Since DNA samples collected from crime scenes are often available in limiting amounts, we next assessed the reliability of the bisulfite conversion coupled to the SNaPshot assay for low input genomic DNA samples. Genomic DNA was extracted from a peripherical blood sample and the initial bisulfite conversion was performed on increasing amounts of DNA ranging from 1 ng to 100 ng to detect KFL14, C1orf132, ELOVL2, FHL2 and TRIM59 CpGs simultaneously in a multiplex approach (Suppl. Figure 2B). DNA methylation levels measured were consistent with previous studies [20,24,29]. While the KFL14 and C1orf132 CpGs displayed low (<10%) and high (>70%) methylation levels, respectively, the ELOVL2, FHL2 and TRIM59 CpGs were associated to intermediate (35-40%) methylation levels for the blood sample analyzed. This analysis revealed a significantly high variability of the measured DNA methylation levels for the lowest DNA input samples (1 ng, 5 ng and 10 ng) (Suppl. Figure 2B), consistent with previous observations [35]. Interestingly, the methylation values for the 5 CpG sites were however highly consistent when using 20 ng, 50 ng and 100 ng of input DNA for the bisulfite conversion step, with standard deviations ranging from 1% to 2.4%. Therefore, in order to cope with the limiting availability of DNA traces collected in forensic cases while ensuring a highly reproducible detection of DNA methylation for multiple CpG sites, 20 ng of genomic DNA was defined as standard input to perform the bisulfite conversion and multiplex SNaPshot methylation assays in this study.

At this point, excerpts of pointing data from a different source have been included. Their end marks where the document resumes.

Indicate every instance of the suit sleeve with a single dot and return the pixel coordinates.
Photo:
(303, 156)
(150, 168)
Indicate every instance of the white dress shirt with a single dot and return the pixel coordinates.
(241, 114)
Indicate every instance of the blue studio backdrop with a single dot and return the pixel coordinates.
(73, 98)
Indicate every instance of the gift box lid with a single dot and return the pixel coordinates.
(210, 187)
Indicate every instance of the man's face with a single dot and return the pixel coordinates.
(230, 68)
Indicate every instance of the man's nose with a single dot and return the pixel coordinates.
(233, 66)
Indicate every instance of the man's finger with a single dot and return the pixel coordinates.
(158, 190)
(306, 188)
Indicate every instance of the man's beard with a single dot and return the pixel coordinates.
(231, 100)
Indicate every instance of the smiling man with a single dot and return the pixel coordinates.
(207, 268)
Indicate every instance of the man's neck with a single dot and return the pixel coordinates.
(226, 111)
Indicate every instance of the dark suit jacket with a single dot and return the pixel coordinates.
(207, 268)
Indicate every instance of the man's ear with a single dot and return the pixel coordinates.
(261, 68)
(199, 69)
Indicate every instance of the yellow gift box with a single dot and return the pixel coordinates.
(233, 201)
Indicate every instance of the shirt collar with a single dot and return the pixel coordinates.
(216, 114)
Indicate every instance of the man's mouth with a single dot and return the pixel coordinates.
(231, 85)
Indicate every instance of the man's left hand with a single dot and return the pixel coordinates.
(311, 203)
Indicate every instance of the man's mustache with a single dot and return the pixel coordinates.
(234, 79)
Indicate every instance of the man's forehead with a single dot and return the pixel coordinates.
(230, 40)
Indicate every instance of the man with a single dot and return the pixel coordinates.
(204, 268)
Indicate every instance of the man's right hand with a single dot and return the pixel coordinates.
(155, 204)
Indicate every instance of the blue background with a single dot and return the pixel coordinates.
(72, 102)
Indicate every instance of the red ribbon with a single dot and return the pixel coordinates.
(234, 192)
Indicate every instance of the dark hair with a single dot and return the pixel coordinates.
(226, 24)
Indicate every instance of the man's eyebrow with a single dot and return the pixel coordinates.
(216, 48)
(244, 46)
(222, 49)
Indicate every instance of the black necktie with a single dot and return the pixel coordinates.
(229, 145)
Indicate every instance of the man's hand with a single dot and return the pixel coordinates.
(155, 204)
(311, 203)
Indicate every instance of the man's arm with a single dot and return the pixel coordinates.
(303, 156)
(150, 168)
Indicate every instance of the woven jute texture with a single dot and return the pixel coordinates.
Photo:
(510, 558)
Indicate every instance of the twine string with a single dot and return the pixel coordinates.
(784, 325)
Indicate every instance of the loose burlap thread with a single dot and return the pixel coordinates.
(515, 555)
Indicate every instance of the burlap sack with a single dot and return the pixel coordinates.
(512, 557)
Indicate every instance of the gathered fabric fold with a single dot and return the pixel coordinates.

Establishing a training set of blood samples
The methylation levels of the CpGs in the genes ELOVL2, FHL2, KLF14, C1orf132 and TRIM59 were analyzed in 144 out of the 170 peripheral blood samples collected from French individuals between 0 and 101 years old (Figure 1). The blood donors included 4 undeclared genders, 70 female and 70 male participants evenly distributed across 6 age classes (Figure 1). Following genomic DNA extraction and bisulfite conversion of each sample, the methylation levels of the 5 CpGs were simultaneously measured using the SNaPshot assay, as previously described [24]. As expected, all 5 CpG sites showed age-dependant changes in peak distribution for methylated and non-methylated nucleotides on the electrophoregrams (Suppl. Figure 3). The DNA methylation rates of individual CpGs were inferred from the average peak intensity measured in duplicates for each sample. The distribution of methylation values for each CpG site was then analyzed and 8 outlier samples were excluded based on Bonferroni corrected p-values exceeding 0.05. For the remaining 136 samples, changes in DNA methylation rates for the 5 CpG sites were highly correlated with the chronological age of the donors (Figure 2A). The strongest correlations were observed for the CpG sites in ELOVL2 (R2 = 0.92), FHL2 (R2 = 0.87), C1orf132 (R = 0.84), TRIM59 (R2 = 0.84), while the lowest correlation was observed for the KLF14 CpG site (R2 = 0.66). These results are consistent with previous studies of age determination based on epigenetic DNA modifications in human blood samples [20,24,29,30]. Since the gender distribution is relatively homogeneous across the different age-classes of our sample set (Figure 1), we next confirmed that the distribution of the DNA methylation levels measured was not significantly different between females and males for each of the 5 CpG sites (p-values between 0.62 and 0.86, Figure 2B). In conclusion, we established a training set of 136 blood samples, obtained from 66 females, 66 males and 4 donors of undetermined gender, that can be used to model the French population to assess age-predictive statistical methods (Figure 2).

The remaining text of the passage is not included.